My mom is extremely insecure, emotionally immature, and has more or less completely severed ties with both sides of the family for one reason or another. She takes things personally and out of context, so over time everyone feels like they're walking on egg shells around her so she doesn't have a fit or leave the room crying.

Over the last few years my dad has started keeping silent about any of it and has also distanced himself from family, so they come to me asking what's up when I truly have no idea. Every so often I'll get a text from my mom, usually something along the lines of "you better not tell <aunt/uncle/cousins/grandma> about <really dumb small thing that's none of her business>!"

A few months ago I finally let her have it and said I'm not getting in the middle of this anymore. I'm not lying for anybody, or stunting my relationships just because she's ruined all hers. She said "I feel betrayed by my own family". Sorry, but you did all that on your own, and now that people are actually trying to reconsile for WHATEVER they did, stories are coming out about when we were kids when I alway second guessed if she was going a little hard on the spankings, if some punishment was warranted at all, lots of other shit...

The biggest one is she has this obsession with gifts being used as a "control tactic". She thinks my grandma only gives anybody gifts as a way to guilt them into coming to visit her.

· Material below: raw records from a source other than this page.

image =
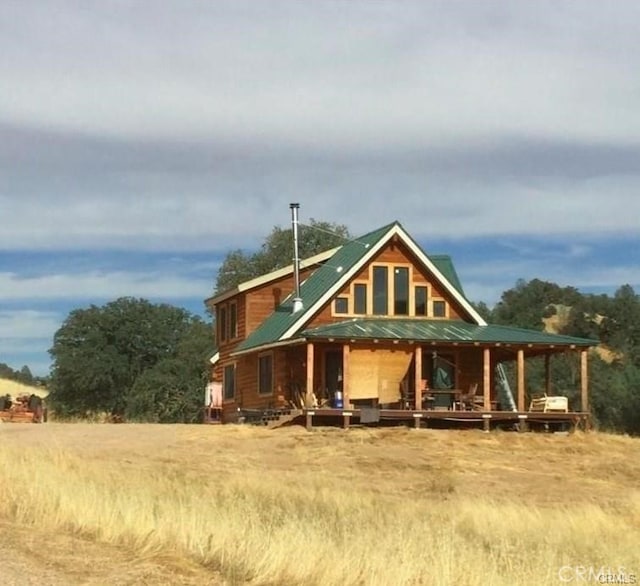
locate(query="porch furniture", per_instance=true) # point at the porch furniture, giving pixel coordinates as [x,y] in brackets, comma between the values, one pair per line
[471,401]
[444,399]
[547,404]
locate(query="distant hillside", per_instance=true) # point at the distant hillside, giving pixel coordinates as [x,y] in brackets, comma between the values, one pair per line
[555,323]
[15,389]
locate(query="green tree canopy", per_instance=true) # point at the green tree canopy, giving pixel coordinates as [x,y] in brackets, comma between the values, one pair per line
[528,302]
[100,353]
[277,252]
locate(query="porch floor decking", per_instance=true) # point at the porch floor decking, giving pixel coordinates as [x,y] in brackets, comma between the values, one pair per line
[421,418]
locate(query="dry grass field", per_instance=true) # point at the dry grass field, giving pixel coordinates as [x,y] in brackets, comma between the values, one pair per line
[177,504]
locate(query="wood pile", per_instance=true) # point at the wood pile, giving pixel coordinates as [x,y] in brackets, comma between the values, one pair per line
[25,409]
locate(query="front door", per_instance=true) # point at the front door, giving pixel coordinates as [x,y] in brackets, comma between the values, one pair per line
[332,373]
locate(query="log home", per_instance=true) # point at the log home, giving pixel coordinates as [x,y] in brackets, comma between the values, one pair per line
[376,329]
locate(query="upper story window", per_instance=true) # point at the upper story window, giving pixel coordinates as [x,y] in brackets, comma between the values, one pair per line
[360,299]
[222,323]
[380,290]
[227,321]
[439,308]
[341,305]
[390,291]
[421,300]
[265,374]
[229,382]
[401,291]
[233,320]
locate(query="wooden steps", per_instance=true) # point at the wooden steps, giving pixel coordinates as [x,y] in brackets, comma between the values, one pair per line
[272,418]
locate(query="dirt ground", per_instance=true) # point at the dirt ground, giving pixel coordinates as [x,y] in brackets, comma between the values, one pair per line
[537,468]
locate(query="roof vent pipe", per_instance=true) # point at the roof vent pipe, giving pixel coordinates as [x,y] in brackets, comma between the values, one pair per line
[297,300]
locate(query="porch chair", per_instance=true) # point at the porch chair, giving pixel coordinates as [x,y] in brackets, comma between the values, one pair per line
[471,401]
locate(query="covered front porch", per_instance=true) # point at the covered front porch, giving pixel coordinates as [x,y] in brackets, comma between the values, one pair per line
[438,370]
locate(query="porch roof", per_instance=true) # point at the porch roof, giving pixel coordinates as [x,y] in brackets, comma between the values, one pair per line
[429,330]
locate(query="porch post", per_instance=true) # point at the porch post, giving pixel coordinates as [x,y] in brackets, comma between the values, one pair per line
[310,360]
[418,378]
[584,380]
[486,379]
[346,379]
[521,405]
[547,374]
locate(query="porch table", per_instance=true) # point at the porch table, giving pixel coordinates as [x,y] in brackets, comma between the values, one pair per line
[439,398]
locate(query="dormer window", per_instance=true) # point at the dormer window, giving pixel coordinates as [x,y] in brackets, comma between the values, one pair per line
[401,291]
[341,305]
[360,299]
[439,308]
[380,290]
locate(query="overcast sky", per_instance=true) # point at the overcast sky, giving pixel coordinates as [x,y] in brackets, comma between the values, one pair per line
[141,141]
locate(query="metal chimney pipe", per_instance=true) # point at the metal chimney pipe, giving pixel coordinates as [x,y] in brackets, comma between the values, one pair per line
[297,300]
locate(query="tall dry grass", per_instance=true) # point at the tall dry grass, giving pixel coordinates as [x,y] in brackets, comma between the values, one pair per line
[301,526]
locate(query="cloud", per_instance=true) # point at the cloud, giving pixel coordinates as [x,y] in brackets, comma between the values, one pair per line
[336,73]
[25,325]
[102,286]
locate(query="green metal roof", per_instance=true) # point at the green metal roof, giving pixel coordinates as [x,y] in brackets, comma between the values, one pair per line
[426,330]
[444,264]
[313,288]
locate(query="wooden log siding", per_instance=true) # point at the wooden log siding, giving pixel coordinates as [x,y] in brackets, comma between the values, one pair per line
[262,301]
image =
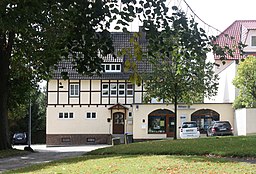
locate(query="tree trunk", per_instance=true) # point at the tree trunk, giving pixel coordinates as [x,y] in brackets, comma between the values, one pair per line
[4,132]
[175,119]
[5,54]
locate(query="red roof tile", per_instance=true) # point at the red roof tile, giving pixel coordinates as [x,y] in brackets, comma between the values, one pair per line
[238,30]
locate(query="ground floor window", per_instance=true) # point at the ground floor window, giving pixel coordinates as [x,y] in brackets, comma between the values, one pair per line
[161,121]
[204,118]
[156,124]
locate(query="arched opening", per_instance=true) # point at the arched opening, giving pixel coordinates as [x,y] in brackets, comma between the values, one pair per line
[204,118]
[118,123]
[161,121]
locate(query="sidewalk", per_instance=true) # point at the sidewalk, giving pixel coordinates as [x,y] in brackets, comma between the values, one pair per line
[44,154]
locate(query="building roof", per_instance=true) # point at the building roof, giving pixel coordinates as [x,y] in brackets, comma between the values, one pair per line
[120,40]
[239,30]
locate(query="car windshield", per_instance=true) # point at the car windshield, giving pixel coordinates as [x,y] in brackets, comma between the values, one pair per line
[19,135]
[189,125]
[222,125]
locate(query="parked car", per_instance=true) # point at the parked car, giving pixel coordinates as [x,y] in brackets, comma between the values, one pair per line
[220,128]
[19,138]
[189,130]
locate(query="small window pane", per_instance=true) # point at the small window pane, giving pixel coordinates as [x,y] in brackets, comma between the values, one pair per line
[121,92]
[74,90]
[129,86]
[104,92]
[60,115]
[121,86]
[105,86]
[253,40]
[129,92]
[93,115]
[113,93]
[113,86]
[65,115]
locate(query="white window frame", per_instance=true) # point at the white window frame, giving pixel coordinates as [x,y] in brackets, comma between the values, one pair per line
[74,90]
[105,89]
[91,113]
[68,115]
[253,38]
[121,89]
[112,67]
[113,88]
[129,89]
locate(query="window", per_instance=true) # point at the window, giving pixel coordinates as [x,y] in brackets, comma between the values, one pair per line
[74,90]
[113,89]
[111,67]
[156,124]
[104,89]
[129,90]
[91,115]
[60,115]
[66,115]
[121,89]
[253,41]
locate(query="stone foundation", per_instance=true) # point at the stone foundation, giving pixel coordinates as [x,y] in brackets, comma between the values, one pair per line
[77,139]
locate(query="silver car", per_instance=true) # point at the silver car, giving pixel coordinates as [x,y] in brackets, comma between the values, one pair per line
[189,130]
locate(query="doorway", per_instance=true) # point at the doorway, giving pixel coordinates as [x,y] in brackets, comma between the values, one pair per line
[118,123]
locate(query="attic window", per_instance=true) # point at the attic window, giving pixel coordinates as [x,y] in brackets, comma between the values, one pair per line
[111,67]
[253,41]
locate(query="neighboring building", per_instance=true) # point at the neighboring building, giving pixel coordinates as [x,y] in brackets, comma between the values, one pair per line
[243,31]
[94,109]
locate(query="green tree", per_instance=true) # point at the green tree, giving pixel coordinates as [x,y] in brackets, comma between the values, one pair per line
[245,81]
[37,34]
[177,54]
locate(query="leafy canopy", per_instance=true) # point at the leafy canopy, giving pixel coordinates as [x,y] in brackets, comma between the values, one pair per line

My aunt, who has been nothing but kind throughout this whole thing, said when I was the only grandchild, nothing was ever good enough for my mom. She would always make up an excuse to exhange whatever gifts family would buy me for something else...now, we were tight on money growing up, so a small part of me understands this next part, but it's also pretty shitty. Allegedly they started keeping track and suspected she was returning my gifts, would buy something of lesser value, and keep the rest of the cash for herself.

That's only the tip of the iceberg. I love her, but it's really hard to be empathetic and understanding with her when you can't be honest without her losing her shit. She threatened suicide when I told her I wasn't getting involved in this current round of shit. Her mom was a schizophrenic who killed herself when my mom was young, so her family history is a bit fucked up too.

TL;DR: My mom is generally the catalyst for any family drama ever.